Now he seems to be saying something else, though the language isn't crystal clear to me. Here he now seems to refer to duties on the Justices commanded by statute, rather than simply the commissions they hold. He knows that some will distinguish between duties already required of Judges when they are appointed (i.e., the Judiciary Act of 1789 imposed duties on Judge Cushing when appointed in 1790, Judge Paterson in 1793, Judge Chase in 1796, or Judge Bushrod Washington in 1799, for example) and those new duties assigned them (by subsequent Acts). But he confuses or conflates the issue a bit by talking about new courts in the end of the quotation. Thus, he is sliding into new issues here, the "discontinuity of courts" issue. But then, he says that this isn't really his issue:
"I do not myself state this because I am myself satisfied that the distinction ought to have weight, for I am not--but as there may be something in it I am induced to write to the Judges requesting the favor of them to give me their opinions which opinions I will afterwards communicate to each Judge."

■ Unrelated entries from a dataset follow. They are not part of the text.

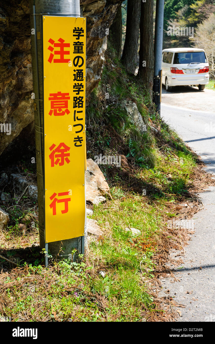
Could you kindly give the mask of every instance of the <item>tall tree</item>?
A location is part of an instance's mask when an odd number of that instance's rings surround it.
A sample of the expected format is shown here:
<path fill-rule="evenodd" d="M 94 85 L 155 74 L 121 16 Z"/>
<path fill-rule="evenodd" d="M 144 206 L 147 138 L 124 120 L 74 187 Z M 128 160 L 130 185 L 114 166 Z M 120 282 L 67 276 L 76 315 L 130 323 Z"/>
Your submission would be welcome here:
<path fill-rule="evenodd" d="M 128 72 L 134 74 L 137 64 L 142 0 L 128 0 L 126 33 L 122 61 Z"/>
<path fill-rule="evenodd" d="M 121 57 L 122 53 L 122 8 L 121 5 L 116 11 L 116 17 L 110 29 L 111 39 L 114 47 L 116 50 L 118 58 Z"/>
<path fill-rule="evenodd" d="M 154 69 L 153 0 L 141 3 L 138 76 L 152 95 Z"/>

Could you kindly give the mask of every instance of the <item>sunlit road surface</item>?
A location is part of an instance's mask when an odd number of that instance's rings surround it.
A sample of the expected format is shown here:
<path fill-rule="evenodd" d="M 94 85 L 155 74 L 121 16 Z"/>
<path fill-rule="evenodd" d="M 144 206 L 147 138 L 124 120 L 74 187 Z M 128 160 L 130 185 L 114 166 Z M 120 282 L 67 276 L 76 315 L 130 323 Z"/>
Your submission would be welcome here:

Ah, now it is becoming clearer. The Chief Justice isn't so impressed by the "discontinuity of courts" argument. But others might be. That is, the Chief Justice, rather than trying to establish a minimum of agreement on the same point, as Ackerman suggests, is really trying to get his colleagues to object to the law on any grounds.
Thus, in fact, the Chief Justice is broaching a number of issues in this letter. Though the legitimacy of circuit riding might be at the base of it, he really is aware of other issues too--relating to the continuity of duties and of courts under subsequent statutes. He may at this point have his opinion and rest it on the commissions, but the issue is really "up in the air." Let's see now how the other judges "weigh in" on the issue.